Overall the code runs in three distinct and phases which are run consecutively.
The network is initialized with random recurrent weights and spatially localized input weights as described in the paper. 1run_init.sh
simulates the first hour during which the network is repeatedly exposed to a barrage of four stimuli. All output files from this phase are prefixed rf1
. Historic side note: rf stands for “receptive field” to distinguish this simulation from the one with random inputs which does not form stable memories in the absence of any additional homeostatic mechanism, because the random drive to network cells is too weak to push them across the LTP threshold (details are in the paper). During the first hour of simulation the actual receptive fields are formed and recurrent connections start to strengthen (cf. Figs. 3d,e in the paper). The network state is then saved.
The second phase is executed by 2run_learn.sh
. It rf2 starts where rf1 stopped. Now the stimulation frequency is somewhat reduced and the network starts to exhibit delay activity after about 30-40 minutes (cf. Fig. 3j in the paper). The simulation stops after 1h total simulation time.
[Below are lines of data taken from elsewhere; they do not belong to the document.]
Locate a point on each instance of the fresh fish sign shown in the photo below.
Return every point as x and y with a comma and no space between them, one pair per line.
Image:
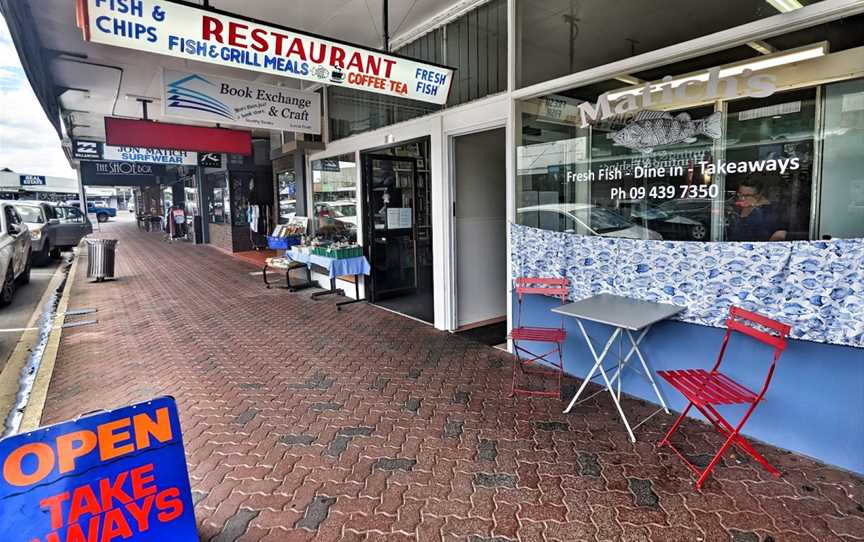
651,129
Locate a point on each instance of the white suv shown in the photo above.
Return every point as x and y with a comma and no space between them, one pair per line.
14,252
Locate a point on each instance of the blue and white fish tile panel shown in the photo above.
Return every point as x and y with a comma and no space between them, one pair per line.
817,287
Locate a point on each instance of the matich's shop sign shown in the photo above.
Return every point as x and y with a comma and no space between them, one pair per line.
190,32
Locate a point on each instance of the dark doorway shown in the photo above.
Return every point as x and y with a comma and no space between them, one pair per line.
397,228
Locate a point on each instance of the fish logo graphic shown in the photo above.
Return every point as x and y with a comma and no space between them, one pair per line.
182,94
650,129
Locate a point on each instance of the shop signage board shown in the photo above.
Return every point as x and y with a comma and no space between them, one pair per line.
32,180
210,159
106,173
191,32
164,135
116,475
204,97
86,149
150,156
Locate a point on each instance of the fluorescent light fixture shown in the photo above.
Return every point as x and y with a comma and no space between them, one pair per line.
762,46
761,63
785,6
629,79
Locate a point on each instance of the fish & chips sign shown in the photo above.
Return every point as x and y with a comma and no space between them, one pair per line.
111,476
206,35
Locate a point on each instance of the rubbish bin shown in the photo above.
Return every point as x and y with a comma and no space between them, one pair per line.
100,258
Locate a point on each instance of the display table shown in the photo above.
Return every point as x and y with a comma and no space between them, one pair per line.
626,315
287,265
336,267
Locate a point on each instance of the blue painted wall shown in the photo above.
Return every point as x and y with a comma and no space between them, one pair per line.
814,406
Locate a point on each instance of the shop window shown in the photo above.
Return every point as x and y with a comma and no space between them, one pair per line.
220,201
723,152
287,186
841,207
560,37
334,197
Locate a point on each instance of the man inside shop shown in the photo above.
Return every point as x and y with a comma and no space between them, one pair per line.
756,217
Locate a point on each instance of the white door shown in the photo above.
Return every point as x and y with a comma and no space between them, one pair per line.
480,227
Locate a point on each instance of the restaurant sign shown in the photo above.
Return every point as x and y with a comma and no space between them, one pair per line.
32,180
204,97
207,35
117,475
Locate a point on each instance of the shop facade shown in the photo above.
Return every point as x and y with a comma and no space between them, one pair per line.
758,108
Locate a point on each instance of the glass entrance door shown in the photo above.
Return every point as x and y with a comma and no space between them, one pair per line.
391,231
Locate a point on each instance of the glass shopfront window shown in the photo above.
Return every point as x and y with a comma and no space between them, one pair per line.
334,197
727,152
287,187
219,204
560,37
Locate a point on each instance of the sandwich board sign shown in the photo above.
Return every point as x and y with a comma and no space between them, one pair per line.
116,475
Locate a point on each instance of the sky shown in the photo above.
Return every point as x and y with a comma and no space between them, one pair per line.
28,142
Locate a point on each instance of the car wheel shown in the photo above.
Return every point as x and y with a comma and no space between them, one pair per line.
24,277
44,255
698,232
8,290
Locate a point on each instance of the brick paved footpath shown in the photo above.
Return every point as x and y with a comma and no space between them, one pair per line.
302,423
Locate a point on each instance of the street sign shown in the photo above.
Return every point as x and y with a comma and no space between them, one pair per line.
189,32
117,475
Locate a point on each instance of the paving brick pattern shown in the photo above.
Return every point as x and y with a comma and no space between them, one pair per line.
303,423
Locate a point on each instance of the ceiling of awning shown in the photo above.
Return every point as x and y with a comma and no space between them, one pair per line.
96,80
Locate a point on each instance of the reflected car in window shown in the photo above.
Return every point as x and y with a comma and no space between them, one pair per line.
669,224
698,210
582,219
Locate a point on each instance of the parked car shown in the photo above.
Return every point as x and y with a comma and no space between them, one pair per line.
699,210
52,228
14,252
667,223
100,209
583,219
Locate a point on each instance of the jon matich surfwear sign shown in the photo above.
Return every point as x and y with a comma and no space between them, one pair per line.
190,32
204,97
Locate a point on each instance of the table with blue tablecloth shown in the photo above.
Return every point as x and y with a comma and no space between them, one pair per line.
336,267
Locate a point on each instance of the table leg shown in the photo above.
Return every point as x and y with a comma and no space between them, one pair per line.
645,367
598,366
331,291
598,361
356,295
626,360
618,405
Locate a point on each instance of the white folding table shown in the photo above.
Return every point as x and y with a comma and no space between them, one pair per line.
626,315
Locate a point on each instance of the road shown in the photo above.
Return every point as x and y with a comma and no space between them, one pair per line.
17,315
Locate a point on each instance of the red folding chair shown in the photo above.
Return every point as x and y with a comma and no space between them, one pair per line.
539,364
705,390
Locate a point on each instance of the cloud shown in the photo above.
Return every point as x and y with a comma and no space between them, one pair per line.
28,142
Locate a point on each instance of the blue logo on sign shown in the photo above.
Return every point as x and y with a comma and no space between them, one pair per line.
181,95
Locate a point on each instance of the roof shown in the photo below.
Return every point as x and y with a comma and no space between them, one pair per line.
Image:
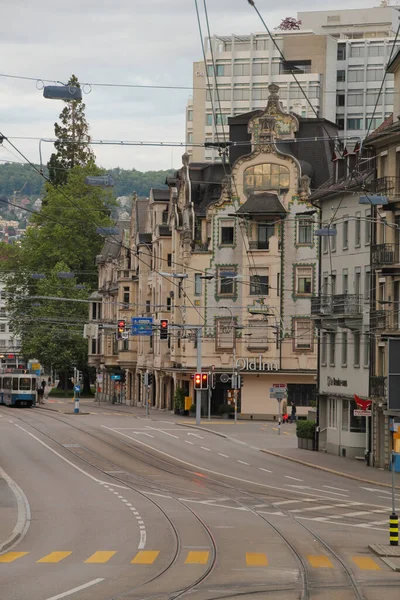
262,204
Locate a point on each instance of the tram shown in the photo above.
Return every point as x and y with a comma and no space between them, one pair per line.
18,389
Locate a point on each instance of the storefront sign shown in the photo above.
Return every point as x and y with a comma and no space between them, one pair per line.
335,381
255,364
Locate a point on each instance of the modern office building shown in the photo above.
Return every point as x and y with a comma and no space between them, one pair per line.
339,66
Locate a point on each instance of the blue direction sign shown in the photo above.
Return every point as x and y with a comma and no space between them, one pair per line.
142,326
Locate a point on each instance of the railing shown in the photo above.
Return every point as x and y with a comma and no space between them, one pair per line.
378,387
347,305
384,254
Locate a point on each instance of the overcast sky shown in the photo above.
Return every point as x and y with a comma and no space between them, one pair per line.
121,42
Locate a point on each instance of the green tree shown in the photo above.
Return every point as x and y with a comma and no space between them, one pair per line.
72,145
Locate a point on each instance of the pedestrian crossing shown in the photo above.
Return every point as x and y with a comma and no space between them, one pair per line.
192,557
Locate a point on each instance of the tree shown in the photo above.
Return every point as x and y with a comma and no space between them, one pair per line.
289,23
72,145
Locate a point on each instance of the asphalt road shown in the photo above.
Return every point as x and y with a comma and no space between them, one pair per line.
134,508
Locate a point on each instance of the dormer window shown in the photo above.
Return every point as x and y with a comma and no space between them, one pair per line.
266,177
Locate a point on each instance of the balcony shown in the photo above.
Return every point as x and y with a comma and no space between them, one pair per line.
385,255
378,387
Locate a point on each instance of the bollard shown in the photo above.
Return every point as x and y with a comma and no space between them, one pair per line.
394,529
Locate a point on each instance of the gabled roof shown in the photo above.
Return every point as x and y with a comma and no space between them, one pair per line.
262,204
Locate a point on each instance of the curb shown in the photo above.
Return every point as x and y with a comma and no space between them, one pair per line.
226,437
327,470
24,513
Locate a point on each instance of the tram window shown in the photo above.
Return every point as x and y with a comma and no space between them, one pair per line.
25,383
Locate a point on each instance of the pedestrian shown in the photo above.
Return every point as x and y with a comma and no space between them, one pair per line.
293,416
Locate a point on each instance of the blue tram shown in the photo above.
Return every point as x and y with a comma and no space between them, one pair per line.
18,389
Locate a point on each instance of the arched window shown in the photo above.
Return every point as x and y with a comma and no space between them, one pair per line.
266,177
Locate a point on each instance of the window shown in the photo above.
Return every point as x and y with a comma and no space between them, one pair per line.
356,338
341,75
355,123
357,236
226,281
324,347
227,233
303,334
197,284
304,280
265,177
356,75
340,99
225,334
304,231
259,285
341,53
344,348
332,348
345,240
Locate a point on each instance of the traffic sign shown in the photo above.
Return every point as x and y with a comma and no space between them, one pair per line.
361,413
142,326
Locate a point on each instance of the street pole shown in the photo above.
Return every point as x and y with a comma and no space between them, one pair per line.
198,392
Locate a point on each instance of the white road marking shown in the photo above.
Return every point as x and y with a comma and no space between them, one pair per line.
78,589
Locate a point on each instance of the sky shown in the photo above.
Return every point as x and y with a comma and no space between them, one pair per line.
145,42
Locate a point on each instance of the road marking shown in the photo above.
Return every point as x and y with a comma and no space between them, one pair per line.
54,557
100,557
319,562
78,589
146,557
11,556
366,563
256,559
197,558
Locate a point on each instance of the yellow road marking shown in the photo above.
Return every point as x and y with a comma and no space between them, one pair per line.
197,558
319,562
256,559
54,557
100,557
366,563
145,557
11,556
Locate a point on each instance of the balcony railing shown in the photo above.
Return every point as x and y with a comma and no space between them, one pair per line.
378,387
347,305
384,254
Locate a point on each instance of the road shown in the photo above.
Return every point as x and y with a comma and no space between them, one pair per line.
134,508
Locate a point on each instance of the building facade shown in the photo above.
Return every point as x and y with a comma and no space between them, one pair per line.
338,57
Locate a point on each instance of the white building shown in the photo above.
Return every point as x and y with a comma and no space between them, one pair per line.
338,57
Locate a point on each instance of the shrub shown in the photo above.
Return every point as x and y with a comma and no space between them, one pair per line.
305,429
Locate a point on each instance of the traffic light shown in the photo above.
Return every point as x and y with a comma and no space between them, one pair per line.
164,329
197,381
120,329
204,381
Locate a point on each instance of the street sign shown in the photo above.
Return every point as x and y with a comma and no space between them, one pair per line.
361,413
142,326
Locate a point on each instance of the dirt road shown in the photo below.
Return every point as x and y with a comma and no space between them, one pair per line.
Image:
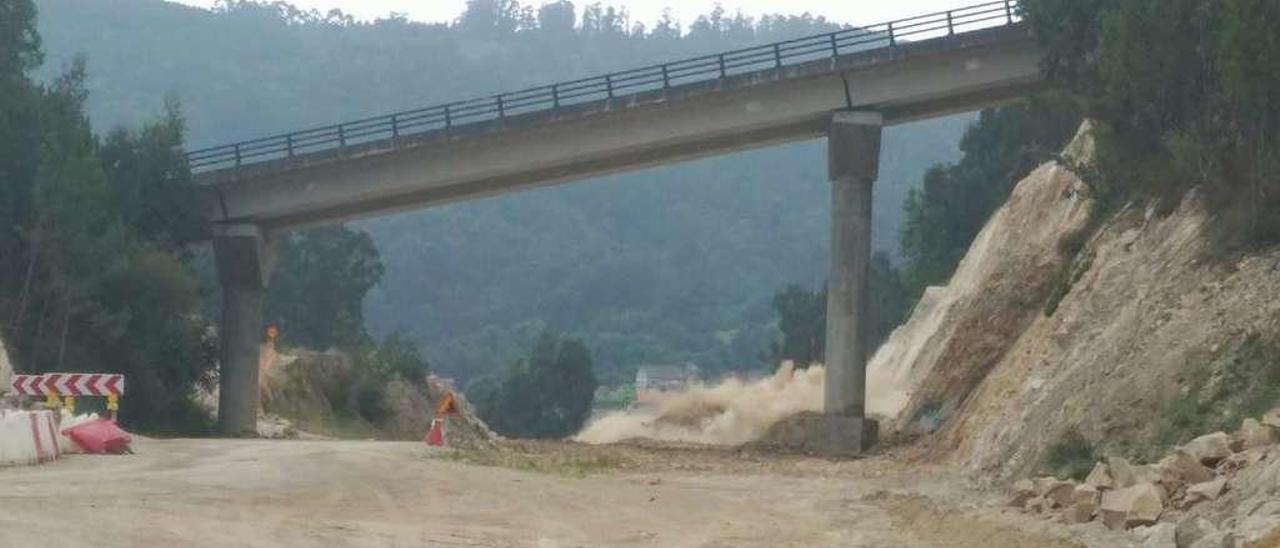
261,493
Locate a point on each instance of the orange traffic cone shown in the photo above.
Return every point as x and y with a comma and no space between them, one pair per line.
435,435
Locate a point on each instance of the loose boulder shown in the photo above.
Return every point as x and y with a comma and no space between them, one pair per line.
1100,478
1059,493
1180,469
1210,448
1192,530
1253,435
1132,506
1207,491
1024,491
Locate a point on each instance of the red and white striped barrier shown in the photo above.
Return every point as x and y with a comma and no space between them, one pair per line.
27,384
69,386
83,384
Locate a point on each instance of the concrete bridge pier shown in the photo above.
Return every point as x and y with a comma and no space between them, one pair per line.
243,255
853,145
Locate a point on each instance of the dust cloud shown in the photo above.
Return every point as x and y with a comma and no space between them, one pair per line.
736,410
727,414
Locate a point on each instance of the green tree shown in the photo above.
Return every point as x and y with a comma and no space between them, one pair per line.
83,287
1184,92
803,314
318,291
803,322
947,211
545,394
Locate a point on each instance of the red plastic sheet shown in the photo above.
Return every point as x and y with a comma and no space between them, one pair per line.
100,437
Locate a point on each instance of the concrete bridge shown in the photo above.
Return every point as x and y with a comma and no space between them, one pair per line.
844,86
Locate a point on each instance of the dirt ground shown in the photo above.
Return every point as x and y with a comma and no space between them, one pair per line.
328,493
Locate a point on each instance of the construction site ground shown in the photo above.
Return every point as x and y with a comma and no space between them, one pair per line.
342,493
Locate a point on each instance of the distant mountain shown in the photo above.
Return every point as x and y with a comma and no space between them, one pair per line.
662,265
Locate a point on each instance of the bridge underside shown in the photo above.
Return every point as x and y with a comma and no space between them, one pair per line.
913,81
848,99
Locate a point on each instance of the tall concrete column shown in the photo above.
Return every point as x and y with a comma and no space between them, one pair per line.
243,257
853,146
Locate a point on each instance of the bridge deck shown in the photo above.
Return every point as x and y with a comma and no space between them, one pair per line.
403,161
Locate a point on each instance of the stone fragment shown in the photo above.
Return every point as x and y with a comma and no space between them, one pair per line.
1037,505
1217,539
1080,512
1180,469
1210,448
1253,435
1239,461
1086,492
1121,473
1207,491
1059,494
1191,530
1132,506
1100,478
1160,535
1024,491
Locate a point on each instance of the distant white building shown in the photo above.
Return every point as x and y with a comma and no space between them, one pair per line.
659,378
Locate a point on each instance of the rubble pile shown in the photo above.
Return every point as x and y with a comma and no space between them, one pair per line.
1217,491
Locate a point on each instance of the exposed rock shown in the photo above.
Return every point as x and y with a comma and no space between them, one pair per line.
1217,539
1192,530
1210,448
1132,506
1080,511
1127,474
1239,461
1101,478
1038,505
1180,469
1060,493
1024,491
1086,492
1160,535
1207,491
1253,435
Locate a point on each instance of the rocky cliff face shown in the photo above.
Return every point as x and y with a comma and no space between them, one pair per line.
1148,339
927,369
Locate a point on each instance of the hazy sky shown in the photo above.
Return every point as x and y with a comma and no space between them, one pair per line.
649,10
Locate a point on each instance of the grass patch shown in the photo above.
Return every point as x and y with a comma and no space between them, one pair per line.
1072,456
566,461
1243,383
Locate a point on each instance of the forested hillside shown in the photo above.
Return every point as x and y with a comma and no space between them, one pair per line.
662,265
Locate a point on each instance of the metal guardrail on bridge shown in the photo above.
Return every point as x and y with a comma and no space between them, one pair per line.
608,86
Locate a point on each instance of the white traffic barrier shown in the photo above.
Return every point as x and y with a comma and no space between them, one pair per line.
28,437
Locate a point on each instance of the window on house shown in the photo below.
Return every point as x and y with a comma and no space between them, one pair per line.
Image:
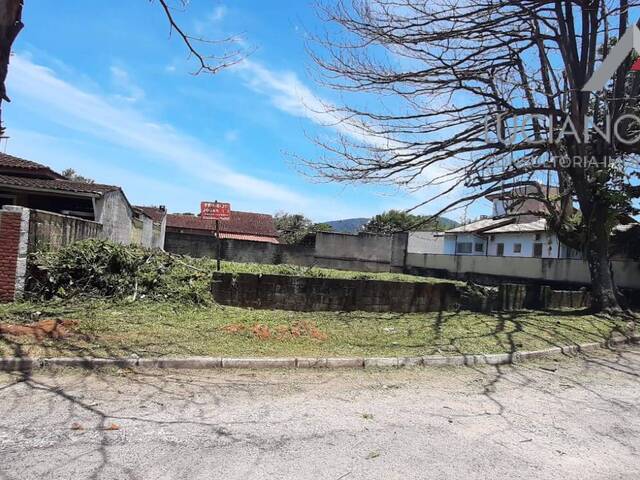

Finally, the simulation is continued with 3run_cued.sh
and files are stored with prefix rf3. Now the network is presented with incomplete and some completely new cues to which it responds in a consistent way. This is illustrated in Fig. 4b in the paper. This simulation runs per default for another hour, but you can change the simtime
value in 3run_cued.sh
.
Differences in the random seed or random library implementation might require to rebuild the rf1.pat file which stores the assembly membership of the individual neurons in the network. The file is used by PatternMonitor to read out the population firing rates of the four corresponding groups. To rebuild rf1.pat run the bootstrap.sh
script. Note, that the script runs by default when you invoke ./run_orchestrated_stdp.sh
.
That is also the reason why first phase of the simulation is run twice in case you wonder. After the first run the spiking data of the output is analyzed to determine cell/assembly membership relations by computing the PSTH for each cell and assigning cells to be selective to a certain pattern when their average firing rate during stimulation during the last bit of the simulation exceeds 10Hz. With the new rf1.pat generate the simulation can now rerun with the correct cells being recorded as the pattern activity (see Figure, below the spike raster).